Fatty acid epoxides produced by cytochrome P450s mediate the deleterious effects of dietary DGLA in the C. elegans germ line
MetadataShow full item record
Polyunsaturated fatty acids (PUFAs) are precursors to bioactive molecules which play essential roles in development, immune response, and reproduction. This process is moderated by three pathways which act on PUFAs to form prostaglandins, leukotrienes, and monooxygenated fatty acids. The formation and mechanisms of prostaglandins and leukotrienes formed from arachidonic acid (AA, 20:4n-6) have been well defined.
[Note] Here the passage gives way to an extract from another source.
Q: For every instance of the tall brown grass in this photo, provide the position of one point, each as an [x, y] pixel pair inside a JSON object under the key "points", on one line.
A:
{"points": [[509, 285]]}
However the monooxygenated fatty acids formed through cytochrome P450 (CYP) activity have just recently begun to be defined, and the metabolism and mechanisms of other PUFAs, especially dihomo gamma linolenic acid (DGLA, 20:3n-6) have largely been ignored. Therefore, understanding the PUFA metabolism pathways, as well as the activities of the resulting metabolites is crucial to human health. Our lab previously identified a striking phenotype when supplementing the diet of the roundworm C. elegans DGLA. This supplementation resulted in the destruction of proliferating germ cells and ultimately led to sterility. Dietary fatty acid induced sterility was found to be highly specific to the feeding of DGLA to C. elegans. Thus, we hypothesized that a dietary metabolite of DGLA is causing cytotoxic effects on C. elegans germ cells. We predicted that C. elegans with RNAi knocked-down expression of PUFA metabolizing genes would resist sterility when supplemented with DGLA. C. elegans knock-down of the CYP encoding gene cyp-33E2 was found to be resistant to DGLA-induced sterility. We then used a biochemical approach to identify that the CYP encoded by cyp-33E2 has activity on DGLA substrates producing epoxide and hyrdroxide metabolites. Further we show that C. elegans microsomes are similarly able to produce these metabolites and that these metabolites are produced endogenously by C. elegans from DGLA supplementation. These metabolites were tested individually by injection into the gonad syncytium of C. elegans for their ability to produce cytotoxic germ cell defects. Injection of two of the discovered epoxides, 8,9-epoxyeicosadienoic acid (EED) and 14,15-EED, resulted in the formation of multinuclear germ cells. Our results suggest a role for CYP directed PUFA metabolism in the regulation of C. elegans reproduction. These findings highlight the importance and potency of PUFA metabolites in health and development.